RTPF: Limited returns, unlimited losses, only suitable for those with a high-risk preference


RTPF is a structured foreign exchange product specifically designed for high-net-worth clients. Its operating principle is similar to this - the client and the bank agree that as long as the exchange rate of the US dollar against the Swiss franc remains within a certain range, they will exchange currencies at a fixed interest rate. If the exchange rate deviates from this range, the contract will still be enforced. The result is that customers may continuously exchange foreign currency at extremely unfavorable exchange rates, resulting in significant losses.


This product is inherently high-risk and was supposed to be sold only to professional investors.
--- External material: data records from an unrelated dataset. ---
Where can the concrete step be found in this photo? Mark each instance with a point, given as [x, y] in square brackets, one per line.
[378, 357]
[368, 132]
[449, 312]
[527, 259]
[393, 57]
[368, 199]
Currently, it is restricted or strictly regulated in the UK, Spain, and several other Asian markets. However, some of UBS's clients are not "experts". Even some clients used the money from mortgaged properties to invest without understanding the risks, which is extremely risky.


A UBS client disclosed that his client manager recently emphasized that such high-risk structured foreign exchange products (such as RTPF) should now be limited to "the most professional" investors and that product suitability needs to be subject to more rigorous review.


This customer said that the account managers who used to actively promote products have now become much more cautious: "This time, he didn't even bring any materials; he just came to 'chat'." He said they had been informed that they would no longer actively promote these products.


Another person familiar with the matter added that UBS is still selling such products, but on a significantly reduced scale.


After Trump's tariff announcement, the US dollar depreciated rapidly, and many RTPF contracts triggered loss conditions. Ubs's clients were forced to continuously exchange currency at the spread rate, and some clients suffered "unforeseeable" high losses.


Ubs was forced to activate its crisis management mechanism, stop promoting such products to the majority of clients, pay "goodwill compensation" to over 100 clients, initiate internal reviews and risk assessment training, examine the sales behavior of at least six client managers, and have been in contact with affected clients since the beginning of this year.


Risk Warning and Disclaimer

The market involves risks. Please invest with caution. This article does not constitute personal investment advice and has not taken into account the individual user's specific investment objectives, financial situation or needs. Users should consider whether any opinions, views or conclusions in this article are suitable for their specific circumstances. Any investment made based on this is at your own risk.